Written by Mollie G. Caplis.
My partner and I were never legally married, but we have children and assets. Can we use Collaborative Practice even though we are not married? How will that work?
The collaborative practice is a form of alternative dispute resolution (ADR) where participants work with a team of professionals to create their own agreements. The collaborative practice is not limited to collaborative divorce, so even if you are not married, you and your partner can work to resolve issues involving your children and assets in the collaborative process. From the outset, you and your partner need to voluntarily agree to enter into the collaborative practice, which begins by you each retaining a collaboratively trained attorney and entering into a Collaborative Participation Agreement.
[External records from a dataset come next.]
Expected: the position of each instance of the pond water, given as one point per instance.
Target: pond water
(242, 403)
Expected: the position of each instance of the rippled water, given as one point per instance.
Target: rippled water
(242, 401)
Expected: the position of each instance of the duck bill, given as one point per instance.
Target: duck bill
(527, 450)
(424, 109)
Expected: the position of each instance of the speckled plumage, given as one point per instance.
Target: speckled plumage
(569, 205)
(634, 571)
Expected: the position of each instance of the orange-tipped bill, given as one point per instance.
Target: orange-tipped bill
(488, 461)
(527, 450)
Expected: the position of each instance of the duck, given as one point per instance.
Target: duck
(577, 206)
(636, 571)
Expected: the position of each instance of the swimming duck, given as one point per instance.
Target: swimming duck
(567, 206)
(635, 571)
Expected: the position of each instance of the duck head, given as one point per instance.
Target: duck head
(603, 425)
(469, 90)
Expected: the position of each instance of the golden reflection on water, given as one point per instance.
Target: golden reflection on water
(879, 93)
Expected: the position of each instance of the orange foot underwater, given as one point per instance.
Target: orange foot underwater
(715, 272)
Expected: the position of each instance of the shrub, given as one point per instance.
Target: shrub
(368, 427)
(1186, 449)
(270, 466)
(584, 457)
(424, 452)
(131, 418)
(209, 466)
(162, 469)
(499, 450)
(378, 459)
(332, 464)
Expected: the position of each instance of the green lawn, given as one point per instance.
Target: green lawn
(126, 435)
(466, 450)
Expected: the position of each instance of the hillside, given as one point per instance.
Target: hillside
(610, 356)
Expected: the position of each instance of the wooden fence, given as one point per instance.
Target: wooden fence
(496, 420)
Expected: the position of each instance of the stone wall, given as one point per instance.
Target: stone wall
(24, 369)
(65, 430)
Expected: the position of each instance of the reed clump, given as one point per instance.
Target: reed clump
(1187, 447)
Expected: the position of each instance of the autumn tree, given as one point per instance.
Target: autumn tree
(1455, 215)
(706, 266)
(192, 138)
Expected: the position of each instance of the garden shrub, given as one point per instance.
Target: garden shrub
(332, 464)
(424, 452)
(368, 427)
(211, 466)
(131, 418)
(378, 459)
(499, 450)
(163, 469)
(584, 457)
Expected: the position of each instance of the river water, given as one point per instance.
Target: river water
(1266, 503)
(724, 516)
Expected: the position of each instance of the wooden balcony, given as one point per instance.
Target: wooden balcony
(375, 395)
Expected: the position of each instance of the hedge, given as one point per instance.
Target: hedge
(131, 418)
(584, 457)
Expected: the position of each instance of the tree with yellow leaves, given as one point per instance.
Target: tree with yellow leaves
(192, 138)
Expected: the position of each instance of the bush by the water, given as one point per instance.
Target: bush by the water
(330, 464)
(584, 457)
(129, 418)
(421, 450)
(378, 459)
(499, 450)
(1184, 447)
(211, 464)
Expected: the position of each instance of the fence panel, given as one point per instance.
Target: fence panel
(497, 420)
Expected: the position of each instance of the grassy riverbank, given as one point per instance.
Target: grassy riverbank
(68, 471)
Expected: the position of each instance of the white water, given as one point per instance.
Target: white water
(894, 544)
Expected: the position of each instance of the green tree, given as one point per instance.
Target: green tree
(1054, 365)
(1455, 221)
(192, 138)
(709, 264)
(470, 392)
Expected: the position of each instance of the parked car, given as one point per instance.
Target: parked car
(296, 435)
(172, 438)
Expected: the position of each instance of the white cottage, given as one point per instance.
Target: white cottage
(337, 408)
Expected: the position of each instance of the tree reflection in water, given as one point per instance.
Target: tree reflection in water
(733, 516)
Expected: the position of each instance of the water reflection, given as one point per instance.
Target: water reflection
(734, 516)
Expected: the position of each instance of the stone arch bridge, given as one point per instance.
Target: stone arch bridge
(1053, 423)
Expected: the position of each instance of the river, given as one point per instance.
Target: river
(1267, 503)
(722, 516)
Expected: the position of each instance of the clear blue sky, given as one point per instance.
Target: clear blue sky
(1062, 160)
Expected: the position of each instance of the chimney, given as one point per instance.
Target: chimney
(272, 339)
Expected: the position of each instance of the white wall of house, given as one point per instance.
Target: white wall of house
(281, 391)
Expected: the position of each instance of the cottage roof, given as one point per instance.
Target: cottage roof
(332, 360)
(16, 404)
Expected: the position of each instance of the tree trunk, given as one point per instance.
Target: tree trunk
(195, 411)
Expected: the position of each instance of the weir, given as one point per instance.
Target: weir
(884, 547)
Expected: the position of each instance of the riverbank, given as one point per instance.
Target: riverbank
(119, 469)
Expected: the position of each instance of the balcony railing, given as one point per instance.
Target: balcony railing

From there, you, your partner, and the attorneys will hold informal meetings, during which time, you and your partner will initially decide on whether other collaboratively trained professionals, if any, are needed, such as a coach, child specialist, and perhaps a financial neutral, real estate or personal property appraiser, depending on the assets. A coach is a collaboratively trained mental health professional, whom helps couples manage their emotions and improve ways to communicate about sensitive and difficult issues in a business-like manner. A child specialist is also a collaboratively trained mental health professional, whom serves as a representative for the children to ensure that their preferences and concerns are considered, particularly as parents work with the coach to develop a parenting plan.
Through the course of informal meetings, the collaborative process strives to afford participants the opportunity to work in a respectful, amicable fashion with the goal of reaching an agreement that works best for your family. To that end, the goal will be to achieve a comprehensive, written parenting plan to address the issues of legal custody, i.e., who is responsible to make long range decisions for the children, as well as physical custody and visitation, i.e., the schedule for the children, which can cover a regular access schedule, as well as holidays, summers, vacations, etc. The attorneys will also help you and your partner consider the establishment of child support. Ultimately, upon reaching a global agreement on the issues involving your children and assets, the attorneys will prepare a consent order, which will be submitted to your local court for approval at the conclusion of the collaborative process.